E, mesmo, que teria avistado a silhueta de Alain através da janela, muito embora estivesse escuro lá fora.
That´s good to me… so tenderly!
Uma gralha grasnou estridentemente na árvore mais próxima, e Rafa voltou, lentamente, a sentir o chão bem firme debaixo dos pés.
Começou a ter a impressão de que Linda, afinal, poderia não trabalhar sempre na drogaria. Pressentiu mesmo que ela talvez fosse enfermeira no grande hospital da cidade onde tinha estado internado duas semanas, por ter partido as pernas quando aprendia a andar a cavalo.
Talvez a Linda da drogaria apenas ajudasse a família na loja quando estava em férias.
She is my baby.
Mas teria acontecido mesmo?
Ah, e o clube onde jogava futebol tem uma secção de pingue-pongue. Tac-tac. Tac-tac. As delicadas bolinhas passeiam-se por vezes pelo campo de futebol, irritando-os.
O pai de um amigo foi internado no Centro Psiquiátrico há uma semana.
O avô faz coleção de selos e dá-lhe os repetidos. Há muitos Ceres e alguns D. Luís.
O dono da farmácia tem uma grande paixão por botânica e uma enorme fila de livros, amparados por frascos e almofarizes.
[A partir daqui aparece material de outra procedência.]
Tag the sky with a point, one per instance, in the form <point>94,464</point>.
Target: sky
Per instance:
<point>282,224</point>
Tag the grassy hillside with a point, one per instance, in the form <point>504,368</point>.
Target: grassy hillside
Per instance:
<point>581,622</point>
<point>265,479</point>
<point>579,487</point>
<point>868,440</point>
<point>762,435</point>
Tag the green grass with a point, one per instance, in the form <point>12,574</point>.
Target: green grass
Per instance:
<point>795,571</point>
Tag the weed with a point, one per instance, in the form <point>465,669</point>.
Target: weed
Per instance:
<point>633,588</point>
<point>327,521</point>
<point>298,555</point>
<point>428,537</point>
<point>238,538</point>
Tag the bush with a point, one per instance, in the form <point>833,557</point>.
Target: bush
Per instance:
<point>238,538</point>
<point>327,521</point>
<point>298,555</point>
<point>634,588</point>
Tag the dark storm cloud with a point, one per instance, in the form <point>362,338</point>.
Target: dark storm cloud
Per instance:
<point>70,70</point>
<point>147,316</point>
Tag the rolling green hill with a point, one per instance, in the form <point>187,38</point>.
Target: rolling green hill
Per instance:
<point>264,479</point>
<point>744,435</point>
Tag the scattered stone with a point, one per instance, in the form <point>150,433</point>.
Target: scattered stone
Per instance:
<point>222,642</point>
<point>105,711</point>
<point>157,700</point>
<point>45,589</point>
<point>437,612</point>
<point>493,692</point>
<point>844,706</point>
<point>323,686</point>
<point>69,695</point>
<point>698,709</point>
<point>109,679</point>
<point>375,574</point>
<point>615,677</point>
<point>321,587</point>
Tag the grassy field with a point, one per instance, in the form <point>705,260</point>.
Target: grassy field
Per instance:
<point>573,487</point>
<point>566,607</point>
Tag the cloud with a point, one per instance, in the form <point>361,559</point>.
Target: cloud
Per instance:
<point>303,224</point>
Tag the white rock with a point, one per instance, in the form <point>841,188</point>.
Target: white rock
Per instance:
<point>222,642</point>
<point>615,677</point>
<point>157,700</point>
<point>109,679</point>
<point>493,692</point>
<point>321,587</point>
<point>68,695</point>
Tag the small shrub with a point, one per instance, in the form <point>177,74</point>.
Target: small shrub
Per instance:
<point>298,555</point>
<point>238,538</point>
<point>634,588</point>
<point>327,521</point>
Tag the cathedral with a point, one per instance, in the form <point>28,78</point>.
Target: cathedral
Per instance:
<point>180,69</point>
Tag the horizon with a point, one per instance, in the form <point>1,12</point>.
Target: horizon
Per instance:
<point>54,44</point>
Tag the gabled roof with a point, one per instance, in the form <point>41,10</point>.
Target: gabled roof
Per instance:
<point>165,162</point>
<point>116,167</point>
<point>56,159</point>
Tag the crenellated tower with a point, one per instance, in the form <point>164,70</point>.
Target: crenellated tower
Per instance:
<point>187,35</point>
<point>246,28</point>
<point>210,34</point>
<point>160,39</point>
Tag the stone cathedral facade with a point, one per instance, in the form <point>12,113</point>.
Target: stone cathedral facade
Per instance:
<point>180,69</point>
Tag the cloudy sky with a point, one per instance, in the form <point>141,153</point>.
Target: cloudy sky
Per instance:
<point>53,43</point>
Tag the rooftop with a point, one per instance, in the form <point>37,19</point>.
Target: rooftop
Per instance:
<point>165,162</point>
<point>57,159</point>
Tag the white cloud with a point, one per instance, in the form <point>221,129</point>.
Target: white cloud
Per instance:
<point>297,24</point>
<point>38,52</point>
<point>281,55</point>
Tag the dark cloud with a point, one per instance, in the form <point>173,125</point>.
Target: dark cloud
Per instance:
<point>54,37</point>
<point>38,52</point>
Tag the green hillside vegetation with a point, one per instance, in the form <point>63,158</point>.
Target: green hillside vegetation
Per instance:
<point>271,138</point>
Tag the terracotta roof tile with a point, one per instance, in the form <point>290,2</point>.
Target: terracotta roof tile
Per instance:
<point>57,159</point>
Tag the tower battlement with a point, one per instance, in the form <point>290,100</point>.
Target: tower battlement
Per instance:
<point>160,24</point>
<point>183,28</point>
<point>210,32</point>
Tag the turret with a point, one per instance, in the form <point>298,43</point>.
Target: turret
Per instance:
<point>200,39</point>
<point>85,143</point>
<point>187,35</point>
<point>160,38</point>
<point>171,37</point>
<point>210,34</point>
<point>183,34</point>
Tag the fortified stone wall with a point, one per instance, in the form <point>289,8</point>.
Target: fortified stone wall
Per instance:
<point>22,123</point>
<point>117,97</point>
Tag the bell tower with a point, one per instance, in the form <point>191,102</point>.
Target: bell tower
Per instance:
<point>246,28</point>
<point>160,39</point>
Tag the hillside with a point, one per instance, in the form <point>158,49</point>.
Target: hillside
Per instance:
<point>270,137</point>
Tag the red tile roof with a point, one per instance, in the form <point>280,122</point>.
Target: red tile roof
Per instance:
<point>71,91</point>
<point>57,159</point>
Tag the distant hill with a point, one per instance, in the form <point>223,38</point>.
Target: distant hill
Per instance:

She is the kind of friend indeed.
Linda.
Teria acontecido mesmo?
Olhou de novo para cima, para o céu límpido sem nuvens, e não avistou qualquer ave a planar, muito menos uma águia-real.
Pisava alcatrão e não havia furos, nem mesmo tocas de formigas.
O café vendia água do luso e provisórios.
O rádio estava alto e ouvia-se lá fora.
Parece que o presidente do conselho tinha ganho as eleições e que mandou a Oposição fechar as portas.
Um homem lá dentro, careca e acinzentado, lia um jornal, mas parecia fitá-lo fixamente de viés.
Rafa pensou que era altura de partir para fora e começou a pensar seriamente na proposta do amigo. O último gesto do amigo, prático e igualmente apaixonado.
Dirigiu-se à cabina telefónica mais próxima para falar com Alain. Era urgente. Tinha uma vaga ideia de como fazer as coisas, mas sabia que o amigo tinha um plano.
Abriu a carteira e viu quanto tinha. Precisaria de muito mais.
Acelerou o passo.
Esperava que Linda também viesse.
She is the kind of friend indeed.
A Linda-lojista ou a Linda-enfermeira, não importava. Falaria nisso a Alain ou daria um pulo ao hospital.